Un sano e salùbre sorridere
Parlare di Carlo Goldoni in occasione della sua festa senza tempo induce, data la scelta di questo Filosofo di campagna (prima rappresentazione Venezia, Teatro San Samuele, 26 ottobre 1754), a stendere per suo merito alcune ragionate e illuminate riflessioni. Al genio del nostro veneziano si deve il sigillo della scrittura teatrale italiana, senza la quale non avremmo mai potuto conoscere in profonda e leggera trasparenza noi stessi.
Dobbiamo ancora ringraziare la sua arte perfetta per aver indicato nell'invenzione del «dramma giocoso» – fondamentale il sodalizio negli anni 1749-1755 con il musicista Baldassarre Galuppi nonché la direzione nel '37 del celebre teatro d'opera San Giovanni Crisostomo – quelle snelle soluzioni drammaturgiche di matrice comica ignote alle algide ed astratte strutture dell'Opera Seria. Soluzioni (ci riferiamo al legame stabilito tra la musica, l'azione dei personaggi ed il verso) presenti nell'innata teatralità della creazione goldoniana.
Non sembri dunque un anacronismo la lettura interiore dei caratteri scritta per l'occasione dal maestro Pietro Cavalieri. La vita emotiva di Lesbina, Don Tritemio, Rinaldo, Eugenia, Nardo, Capocchio, cuciti con ago accorto in questa nuova riduzione del testo (fu anche lo stesso Goldoni a contenere gli originali tre atti del dramma in un successivo intermezzo), si presenta già organizzata per consegnare alle arie musicali, lecite e coerenti esplosioni di rabbia, patetici affanni, cinguettanti idilli, garbate carezze.
Basta citare 'l'aria di furore' di Rinaldo, figura del giovane amante nobile, «Anima vile ingrata» oppure su tutt'altro stile operistico, l'incipit dell'azione affidato al duetto «Candidetto gelsomino» sulle note del quale si manifesta l'ingenuità candida (ma non troppo) della giovane Eugenia e la ragionevolezza della servetta Lesbina che nel medesimo candore intinge, con gesto scaltro e delicato, la goccia purpurea della propria malizia.

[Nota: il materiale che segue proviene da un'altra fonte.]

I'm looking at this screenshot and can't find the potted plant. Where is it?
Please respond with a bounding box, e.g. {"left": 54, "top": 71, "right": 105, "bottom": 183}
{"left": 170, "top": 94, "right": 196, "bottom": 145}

Che dire inoltre di certe verdure piantate con esilarante allegoria in questo specifico ambiente campagnolo dove i bollori canori del severo padre Don Tritemio, «radicchio invecchiato», rivolti a Lesbina, ambirebbero cogliere e gustare un po' di «cicorietta novella». Personaggio poi quanto mai moderno, di natural Ragione illuminato, quello di Nardo, del quale le rurali speculazioni che fanno il suo parlare schietto («qui dove non ci tiene il lusso, l'ambizion, la gola oppressi, sono gli uomini ognor sempre li stessi»), liberano nell'aria soleggiata (e musicale) dei campi benedetti dalla zappa, un sano e salùbre sorridere. In tale «moto mentale» – così Leonardo Da Vinci definiva l'atto visivo dell'umana letizia – tutto l'habitat di questo dramma serenissimo.